With the VE series in 2006, a billion-dollar investment by Holden removed the last vestiges of Opel input from the Commodore. It was, the company declared, the Aussiest Commodore yet made.
But as the GFC hit home with GM filing for bankruptcy in Detroit, cost cutting was evident everywhere, from the replacement of Opel-sourced models like the Astra, Vectra and early 2000s Barinas with South Korean Daewoo product to the Adventra, the AWD Commodore it pitted against Ford’s Territory. Holden actually invested heavily in Daewoo itself, assuming a controlling interest by 2005, before relinquishing it to Detroit as GM filed for bankruptcy and bailout in 2009.

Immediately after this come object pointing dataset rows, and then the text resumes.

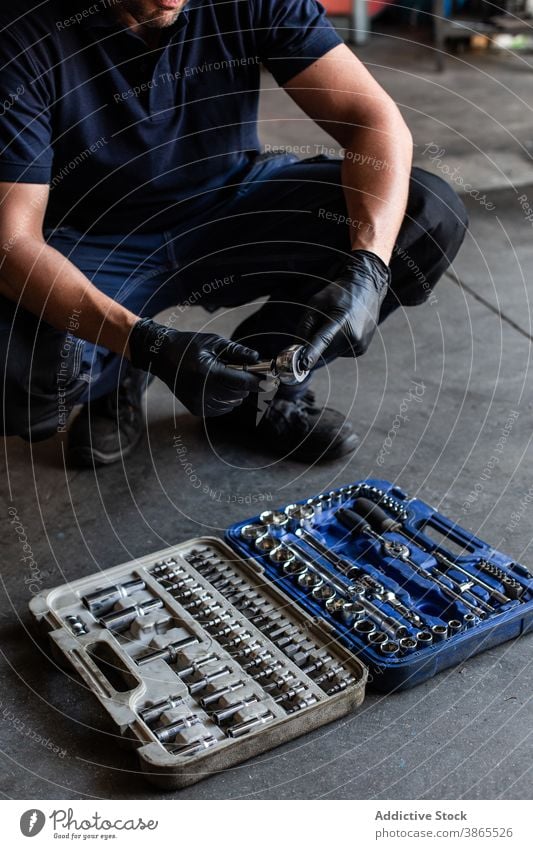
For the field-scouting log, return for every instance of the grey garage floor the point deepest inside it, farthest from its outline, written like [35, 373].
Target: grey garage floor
[466, 733]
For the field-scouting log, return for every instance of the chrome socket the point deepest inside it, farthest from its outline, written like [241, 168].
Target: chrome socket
[408, 644]
[364, 627]
[266, 544]
[253, 532]
[282, 557]
[309, 580]
[377, 638]
[389, 649]
[300, 516]
[275, 522]
[352, 611]
[324, 593]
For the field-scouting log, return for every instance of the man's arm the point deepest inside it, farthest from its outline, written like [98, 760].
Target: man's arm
[344, 99]
[45, 282]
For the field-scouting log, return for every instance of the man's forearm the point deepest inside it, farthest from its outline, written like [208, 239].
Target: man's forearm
[48, 285]
[375, 179]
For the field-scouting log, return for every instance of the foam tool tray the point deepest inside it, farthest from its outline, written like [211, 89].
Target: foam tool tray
[407, 590]
[198, 658]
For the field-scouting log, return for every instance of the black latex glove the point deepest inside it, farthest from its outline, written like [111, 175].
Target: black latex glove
[192, 366]
[341, 319]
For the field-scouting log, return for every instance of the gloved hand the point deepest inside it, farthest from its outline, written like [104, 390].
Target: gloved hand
[192, 366]
[341, 319]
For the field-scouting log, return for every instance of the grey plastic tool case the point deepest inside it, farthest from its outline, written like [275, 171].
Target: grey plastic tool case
[168, 708]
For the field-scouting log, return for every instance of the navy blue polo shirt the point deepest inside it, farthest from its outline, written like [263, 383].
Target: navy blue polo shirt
[129, 136]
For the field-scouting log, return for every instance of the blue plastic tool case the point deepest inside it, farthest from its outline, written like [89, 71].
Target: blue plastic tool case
[409, 569]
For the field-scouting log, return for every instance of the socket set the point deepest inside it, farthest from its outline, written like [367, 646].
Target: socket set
[199, 659]
[407, 590]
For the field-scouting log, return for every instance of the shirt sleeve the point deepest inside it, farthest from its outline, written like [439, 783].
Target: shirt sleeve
[291, 35]
[25, 117]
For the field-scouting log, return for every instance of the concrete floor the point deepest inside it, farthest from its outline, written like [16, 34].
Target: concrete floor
[467, 732]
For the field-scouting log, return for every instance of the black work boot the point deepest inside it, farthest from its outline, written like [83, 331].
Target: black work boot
[295, 429]
[110, 427]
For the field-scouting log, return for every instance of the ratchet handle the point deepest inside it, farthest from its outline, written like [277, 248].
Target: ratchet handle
[353, 521]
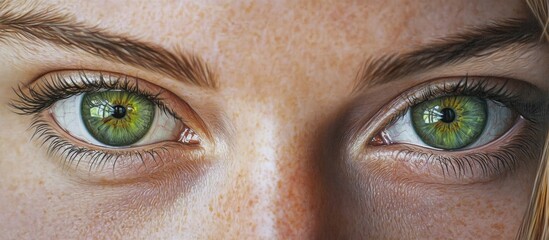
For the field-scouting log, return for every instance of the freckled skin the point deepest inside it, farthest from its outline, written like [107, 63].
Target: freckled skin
[286, 71]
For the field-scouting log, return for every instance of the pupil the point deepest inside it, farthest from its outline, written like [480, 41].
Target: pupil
[118, 111]
[448, 115]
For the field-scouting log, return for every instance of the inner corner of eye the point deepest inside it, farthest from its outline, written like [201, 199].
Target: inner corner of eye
[380, 139]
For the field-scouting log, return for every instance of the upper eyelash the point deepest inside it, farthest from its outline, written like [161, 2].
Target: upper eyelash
[46, 94]
[478, 88]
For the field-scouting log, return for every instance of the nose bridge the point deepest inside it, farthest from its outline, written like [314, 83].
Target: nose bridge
[275, 146]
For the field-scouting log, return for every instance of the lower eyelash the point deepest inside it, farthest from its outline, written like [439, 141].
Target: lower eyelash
[506, 159]
[98, 159]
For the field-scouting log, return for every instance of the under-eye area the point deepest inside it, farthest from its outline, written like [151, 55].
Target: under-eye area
[110, 127]
[459, 130]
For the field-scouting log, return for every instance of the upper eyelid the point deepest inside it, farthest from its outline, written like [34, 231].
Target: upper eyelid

In 2011, with large cars losing favour to hatches and SUVs, the Commodore lost its place as Australia’s best-selling model to the Mazda3.
The company’s announcement in 2010 that, with $149 million worth of federal government assistance, it would start building Cruze sedans and hatches in Elizabeth the following year was met with huge excitement.
So was the 2012 VF Commodore, a last tilt at the private buyer market. It looked the goods: the look was right, the drive was right, the specs were good, as was the value equation. All that was wrong was the size – buyers just don’t want big Aussie sixes.
By mid-2013 Holden was back in Canberra looking for another $250 million. But with Mitsubishi long gone, Ford declaring it’s pulling out in 2016 and a less sympathetic government staring it down, it’s now over.